🔴 Lammy’s PRISONS IN CHAOS: 12 MORE FREED IN ERROR - 2 STILL AT LARGE
Justice Secretary David Lammy has confirmed that twelve more prisoners have been released in error across England and Wales in the past three weeks, with two individuals still at large as police continue their searches.
The disclosure brings the total number of mistaken releases since April to at least 103, following 91 cases recorded between April and October, and comes only weeks after Mr Lammy assured Parliament that enhanced safeguards were being introduced to prevent further incidents.
Speaking to broadcasters, the Cabinet minister acknowledged a recent “spike” in accidental releases but insisted the trend is now on a “downward trajectory”. He attributed persistent errors to the prison service’s reliance on a paper-based system and repeated that only a fully digital replacement will eliminate human error entirely.
Mr Lammy said he had received assurances that the two outstanding escapees are neither violent offenders nor registered sex offenders, though he declined to provide further details on operational grounds.
The latest wave of erroneous releases began after 11 November, the date on which Mr Lammy delivered a Commons statement outlining new measures, including a mandatory “clear checklist” for prison governors and a £10 million investment in artificial-intelligence tools designed to flag calculation mistakes before inmates walk free.
Official figures show that mistaken releases surged by 128 per cent in the most recent reporting year, rising from 115 in 2023-24 to 262 in 2024-25, against a backdrop of just over 57,000 lawful end-of-custody releases – itself a 13 per cent increase on the previous twelve months.
The errors encompass both prisoners freed prematurely and, less commonly, those detained beyond their lawful release date.
Shadow Justice Secretary Robert Jenrick described the repeated failures as evidence of “shambolic management” that is “consistently putting the public at risk” and demanded to know when the fiasco will end.
Liberal Democrat justice spokeswoman Jess Brown-Fuller called the situation “utterly unacceptable” and urged both the Government and the Prison Service to accept full responsibility and guarantee no repetition.

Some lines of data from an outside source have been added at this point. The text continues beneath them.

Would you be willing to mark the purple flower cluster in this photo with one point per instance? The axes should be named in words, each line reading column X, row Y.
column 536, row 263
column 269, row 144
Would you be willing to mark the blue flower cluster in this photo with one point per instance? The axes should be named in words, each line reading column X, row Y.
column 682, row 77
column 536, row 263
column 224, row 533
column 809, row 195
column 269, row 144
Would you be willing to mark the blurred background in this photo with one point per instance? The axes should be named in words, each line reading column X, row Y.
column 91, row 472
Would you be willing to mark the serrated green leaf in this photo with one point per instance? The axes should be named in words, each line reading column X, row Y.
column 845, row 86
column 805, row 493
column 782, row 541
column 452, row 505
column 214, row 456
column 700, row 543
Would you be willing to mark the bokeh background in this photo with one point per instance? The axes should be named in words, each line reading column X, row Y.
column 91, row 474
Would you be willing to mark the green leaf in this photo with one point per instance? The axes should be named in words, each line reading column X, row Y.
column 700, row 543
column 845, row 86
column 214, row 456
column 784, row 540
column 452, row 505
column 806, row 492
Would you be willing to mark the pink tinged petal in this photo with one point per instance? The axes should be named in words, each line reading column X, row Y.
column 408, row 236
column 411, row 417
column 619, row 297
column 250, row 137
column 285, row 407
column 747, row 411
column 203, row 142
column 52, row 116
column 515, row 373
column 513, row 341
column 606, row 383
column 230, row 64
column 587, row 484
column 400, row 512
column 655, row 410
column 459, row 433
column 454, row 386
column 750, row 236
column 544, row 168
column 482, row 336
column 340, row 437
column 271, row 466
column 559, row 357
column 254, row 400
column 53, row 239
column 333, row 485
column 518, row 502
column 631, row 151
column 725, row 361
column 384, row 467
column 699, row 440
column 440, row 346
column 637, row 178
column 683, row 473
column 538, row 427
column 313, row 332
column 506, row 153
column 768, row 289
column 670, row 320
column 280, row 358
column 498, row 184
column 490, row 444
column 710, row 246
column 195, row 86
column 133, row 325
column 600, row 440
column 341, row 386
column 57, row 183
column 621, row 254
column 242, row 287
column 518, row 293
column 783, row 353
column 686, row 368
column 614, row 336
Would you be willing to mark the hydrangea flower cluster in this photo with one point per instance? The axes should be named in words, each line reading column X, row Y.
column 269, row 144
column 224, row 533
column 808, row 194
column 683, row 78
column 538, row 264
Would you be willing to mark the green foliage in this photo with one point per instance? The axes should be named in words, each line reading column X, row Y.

The issue first attracted intense scrutiny when Hadush Kebatu, convicted of sexually assaulting a 14-year-old girl and a woman while accommodated in Home Office asylum housing in Epping, was accidentally freed; he was recaptured within 48 hours and has since been deported to Ethiopia.
Two further high-profile cases swiftly followed: William Smith, who voluntarily surrendered, and Brahim Kaddour-Cherif, who was rearrested by police.
Mr Lammy has commissioned Dame Lynne Owens, former Deputy Commissioner of the Metropolitan Police, to conduct an urgent review into the circumstances surrounding Kebatu’s release and the wider pattern of administrative failures across the prison estate; her report is due in February 2026.
Separately, HM Chief Inspector of Prisons, Charlie Taylor, warned in October that the rising tide of mistaken releases is symptomatic of deeper systemic dysfunction.
He highlighted chronic staff shortages – exacerbated by the loss of 6,000 prison officers during the previous Conservative administration – combined with inexperienced personnel managing unmanageable caseloads and frequent policy changes, including successive early-release schemes introduced by both the last government and the present one.
Mr Taylor also noted heavy reliance on overseas recruits, particularly from West Africa, whose continued presence is now threatened by tightened Home Office visa rules.
Acknowledging the scale of the challenge, Mr Lammy told interviewers: “I want to bring it down but we have got a mountain to climb.”
Critics, however, point out that the sharpest acceleration in errors has occurred under the current Labour administration, with the Prison Service still grappling with the legacy of overcrowding measures and an outdated administrative backbone that ministers have known about for years.